Arnold was a fraud ... and a damned impertinent one! Well, it was his mother’s fault ... mothers were Bolsheviks, yes, Bolsheviks—by secret propaganda begun in the nursery setting the members of a family against their head. He was nothing to his children—nothing.

Just for a second he got a whiff of the sweet, nauseating, vertiginous, emotion he had experienced at the birth of each of them in turn—an emotion rather like the combined odours of eau de Cologne and chloroform; an emotion which, like all the most poignant ones, had a strong flavouring of sadism; for it sprang from the strange fierce pleasure of knowing that the body he loved was being tortured to bear his children.

Yes, he had loved her ... there had been times ... well, was he going to put up with it for ever? Oh, how badly he had been used.

Then it would all begin over again.

Finally he came to a resolution, the daring of which (such is the force of habit) half frightened him, while it made his eyes in their turn bright and shining with pleasure.

3

The fire of October, which had first been kindled in a crimson semicircle of beeches burning through a blanket of mist on the outskirts of Plasencia, spread, a slow contagion, over all the land.
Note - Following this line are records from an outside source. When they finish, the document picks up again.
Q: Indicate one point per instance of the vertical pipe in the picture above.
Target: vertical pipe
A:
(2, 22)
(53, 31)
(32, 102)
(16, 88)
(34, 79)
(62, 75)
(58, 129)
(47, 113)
The birch saplings in the garden became the colour of bracken. The border was gold and amethyst with chrysanthemums and Michaelmas daisies. And in the fields there lingered poppies, which of all flowers look the frailest, yet which are the last to go.

Imperceptibly, the breach widened between Teresa and Concha; Concha had now completely given up pretending that their relationship was an affectionate one, and they rarely spoke to each other.

It was evident, too, that the lack of harmony between their parents, noticeable since Pepa’s death, had recently become more pronounced.

Dick was often absent for days at a time; and one day Teresa happening to go into the DoÑa’s morning-room found her sitting on the sofa looking angry and troubled, a letter on her lap. Teresa took the letter—the DoÑa offering no protest—and read it. I was a bill to Dick from a London jeweller for a string of pearls. Puzzled, she looked questioningly at the DoÑa, who merely shrugged her shoulders.

In the servant’s hall, too, there seemed to be discord, rumours of which drifted upstairs via Parker the maid, Parker had a way of beginning in the middle, which made her plot difficult to follow, but which perhaps had a certain value as a method of expressing such irrational things as the entanglement of primitive emotions. Her stories were like this: “And she said: ‘see you don’t get Minchin in the garden,’ and Mrs. Rudge said, ‘oh then some one else’s name would be Walker’; and I said, ‘if Dale hadn’t been killed in the War he would be in your cottage and that’s what the War has done for you!’ and I said, ‘you’ve children, Mrs. Rudge,’ I said, ‘and I hope it won’t come knocking at your door some day,’ and Lily said, ‘trust Parker to be after an unmarried man,’ and I said, ‘don’t be so rude, Lily, it’s Nosey Parker yourself ... even though I don’t go to chapel!’ That was one for Mrs. Rudge, you see: oh, they’re a set of beauties!”

The previous head-gardener, Dale, for whom the middle-aged Parker had had a tendresse, had been killed in the War. She looked askance at his successor Rudge for wearing dead men’s shoes, and for being that unpardonable thing—a married man; and into the bargain he was a dissenter. Then there was Minchin, the handsome cowman, whom Dick was thinking of putting into the garden....

It was all very complicated; but seeing that light is sometimes thrown on the psychology of the hyper-civilised by the researches of anthropologists among Bantus and Red Indians, perhaps these tales of Parker deserved a certain attention—at any rate, behind them there loomed three tremendous forces: sex, religion and the dead....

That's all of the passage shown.